1. Recognition board

We’ve all seen it before: the “Employee of the Month” plaque where one lucky person gets recognized. Well on Employee Appreciation Day, take the time to recognize all of your employees. Include a photo, how long they’ve been working for you, and a fun fact to make everyone feel special.

2. “Thank you” notes

A little thank you goes a long way, and handwriting a note makes it even sweeter.

3. Raffles

Sure, it might be too expensive to buy every employee a gift, but raffles are fun and exciting. Get a couple of gift cards or movie tickets and give everyone a ticket. They’ll feel like they won the lottery!

4. B-I-N-G-O

Like raffles, Bingo has that element of surprise that people love. Play a few rounds after work and have some small prizes to give away.

5. Special parking

Mark a coveted spot and rotate who gets to use it each week.

6. Discounts$$$

If your company has 20+ employees, chances are other businesses would want them as customers. Partner with some other businesses on the block like gyms or hair salons to offer your employees some real perks. Or just buy them an IndiCard and that’s already been done for you!

7. Pizza

It’s amazing what people will do for some free dough, sauce, and cheese.

8. Ice cream

It’s equally amazing what people will do for some free ice cream. Provide a topping bar to make it even more delicious.

9. Make break room more inviting

Install lockers, a magazine rack, a Keurig, and a few comfy chairs so that breaks are actually relaxing.

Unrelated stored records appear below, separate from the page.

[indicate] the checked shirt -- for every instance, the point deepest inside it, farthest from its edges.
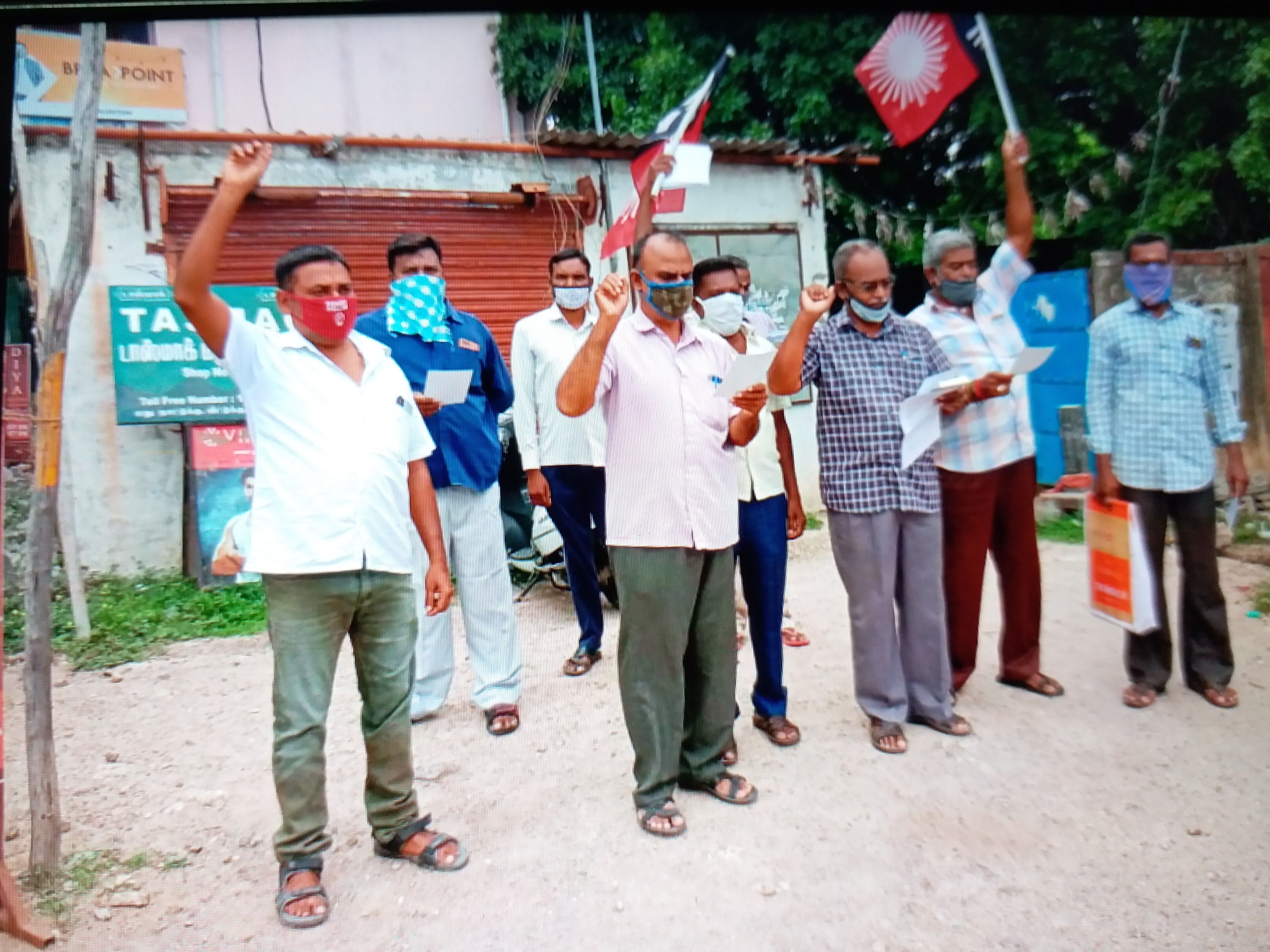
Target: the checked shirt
(1152, 384)
(862, 381)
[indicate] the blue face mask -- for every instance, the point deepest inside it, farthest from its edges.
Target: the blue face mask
(1150, 283)
(671, 300)
(874, 315)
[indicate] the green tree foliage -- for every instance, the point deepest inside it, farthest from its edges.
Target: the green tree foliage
(1086, 91)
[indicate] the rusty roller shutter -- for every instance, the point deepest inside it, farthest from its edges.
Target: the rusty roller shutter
(494, 254)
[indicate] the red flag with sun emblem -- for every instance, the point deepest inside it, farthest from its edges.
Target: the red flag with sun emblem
(916, 70)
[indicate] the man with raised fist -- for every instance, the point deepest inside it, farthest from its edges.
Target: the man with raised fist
(341, 482)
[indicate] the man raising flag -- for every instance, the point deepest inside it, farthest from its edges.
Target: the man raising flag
(680, 125)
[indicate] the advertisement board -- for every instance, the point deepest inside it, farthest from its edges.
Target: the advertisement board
(223, 482)
(140, 83)
(163, 372)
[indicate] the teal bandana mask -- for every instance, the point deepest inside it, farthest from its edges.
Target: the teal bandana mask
(418, 308)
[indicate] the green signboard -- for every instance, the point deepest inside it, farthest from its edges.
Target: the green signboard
(163, 371)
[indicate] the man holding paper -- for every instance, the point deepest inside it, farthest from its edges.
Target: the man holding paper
(563, 458)
(460, 385)
(1155, 377)
(771, 507)
(884, 517)
(671, 507)
(987, 451)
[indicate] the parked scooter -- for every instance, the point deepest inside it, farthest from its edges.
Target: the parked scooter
(534, 544)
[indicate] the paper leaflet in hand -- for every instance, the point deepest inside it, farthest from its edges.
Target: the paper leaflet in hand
(746, 371)
(1030, 360)
(448, 386)
(1122, 582)
(691, 166)
(920, 416)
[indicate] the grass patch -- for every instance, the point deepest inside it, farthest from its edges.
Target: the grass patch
(1250, 527)
(82, 874)
(79, 875)
(1067, 527)
(134, 617)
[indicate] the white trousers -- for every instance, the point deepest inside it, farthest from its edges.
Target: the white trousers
(473, 529)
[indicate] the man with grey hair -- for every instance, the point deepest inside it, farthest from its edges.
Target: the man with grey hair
(884, 520)
(987, 452)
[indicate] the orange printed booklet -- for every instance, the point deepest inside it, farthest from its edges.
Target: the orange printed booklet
(1122, 584)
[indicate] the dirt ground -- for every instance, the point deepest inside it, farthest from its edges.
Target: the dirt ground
(1072, 824)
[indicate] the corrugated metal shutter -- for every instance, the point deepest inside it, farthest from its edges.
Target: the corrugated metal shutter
(494, 254)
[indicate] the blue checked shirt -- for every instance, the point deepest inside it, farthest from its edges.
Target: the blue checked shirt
(862, 381)
(996, 432)
(1151, 384)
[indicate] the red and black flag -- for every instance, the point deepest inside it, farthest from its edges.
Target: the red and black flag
(680, 125)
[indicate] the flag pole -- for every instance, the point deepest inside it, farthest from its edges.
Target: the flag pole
(679, 134)
(999, 78)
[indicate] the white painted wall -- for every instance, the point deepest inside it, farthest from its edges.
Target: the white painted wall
(129, 480)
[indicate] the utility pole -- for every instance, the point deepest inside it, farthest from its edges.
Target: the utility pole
(51, 337)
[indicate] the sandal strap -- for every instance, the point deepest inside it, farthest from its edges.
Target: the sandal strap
(406, 833)
(441, 840)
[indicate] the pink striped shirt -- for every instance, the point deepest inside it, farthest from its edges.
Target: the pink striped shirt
(671, 479)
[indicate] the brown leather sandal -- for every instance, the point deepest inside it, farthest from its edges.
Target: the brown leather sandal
(502, 711)
(779, 729)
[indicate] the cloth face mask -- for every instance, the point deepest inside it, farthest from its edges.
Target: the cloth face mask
(723, 314)
(418, 308)
(572, 299)
(1151, 283)
(671, 300)
(332, 318)
(874, 315)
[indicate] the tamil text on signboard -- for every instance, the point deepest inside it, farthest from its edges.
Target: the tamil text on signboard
(139, 84)
(163, 372)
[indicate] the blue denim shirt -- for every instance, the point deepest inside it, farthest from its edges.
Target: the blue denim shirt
(469, 452)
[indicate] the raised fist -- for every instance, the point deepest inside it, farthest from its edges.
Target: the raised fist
(246, 167)
(816, 299)
(611, 298)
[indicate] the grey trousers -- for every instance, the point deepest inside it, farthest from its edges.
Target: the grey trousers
(895, 560)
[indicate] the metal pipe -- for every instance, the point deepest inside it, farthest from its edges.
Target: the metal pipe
(440, 145)
(594, 74)
(218, 78)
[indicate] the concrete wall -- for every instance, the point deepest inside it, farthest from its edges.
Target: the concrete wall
(1231, 276)
(347, 75)
(129, 480)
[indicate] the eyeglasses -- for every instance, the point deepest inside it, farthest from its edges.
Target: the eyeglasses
(870, 287)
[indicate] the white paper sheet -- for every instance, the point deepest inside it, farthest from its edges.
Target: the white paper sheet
(1030, 360)
(1233, 512)
(448, 386)
(746, 371)
(920, 416)
(691, 166)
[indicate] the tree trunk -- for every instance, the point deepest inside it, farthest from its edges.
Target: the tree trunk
(70, 551)
(51, 336)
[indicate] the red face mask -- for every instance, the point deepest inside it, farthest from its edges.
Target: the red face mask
(332, 318)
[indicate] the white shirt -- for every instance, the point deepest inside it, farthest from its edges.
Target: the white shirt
(543, 347)
(331, 455)
(759, 463)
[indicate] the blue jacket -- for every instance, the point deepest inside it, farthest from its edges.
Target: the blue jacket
(469, 452)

10. Have a company park day

It can be as simple as grilling burgers and hot dogs at a park or go all out and hire a DJ and rent inflatables.

11. Photo booth fun

Hire a company to set it up for a few hours one day. Post the pictures in the office and let them take home a keepsake. If it’s too expensive to hire a professional, DIY with a backdrop, fun props, and instant cameras.

12. Brag buttons

It might sound cheesy, but it’s pretty cheap to design a button with your company logo and keep them on hand so when you catch an employee being outstanding, they can wear it as a reminder of how awesome they are.

13. Birthday treats

Everyone should feel special on the day of their birth, so make sure you at least give them cards. If someone has to work on their birthday, give them a cupcake or candy bar too!

 

14. Break coupons

While it may not be feasible to give everyone extra vacation days, you could easily give them coupons for a 15-minute break that they can redeem at their leisure.

Although we’ve provided some fantastic ideas, you could also get feedback from your employees. Create a survey or poll to find out what they would enjoy. Their input will help you understand their preferences. Employee appreciation is a win/win for everyone.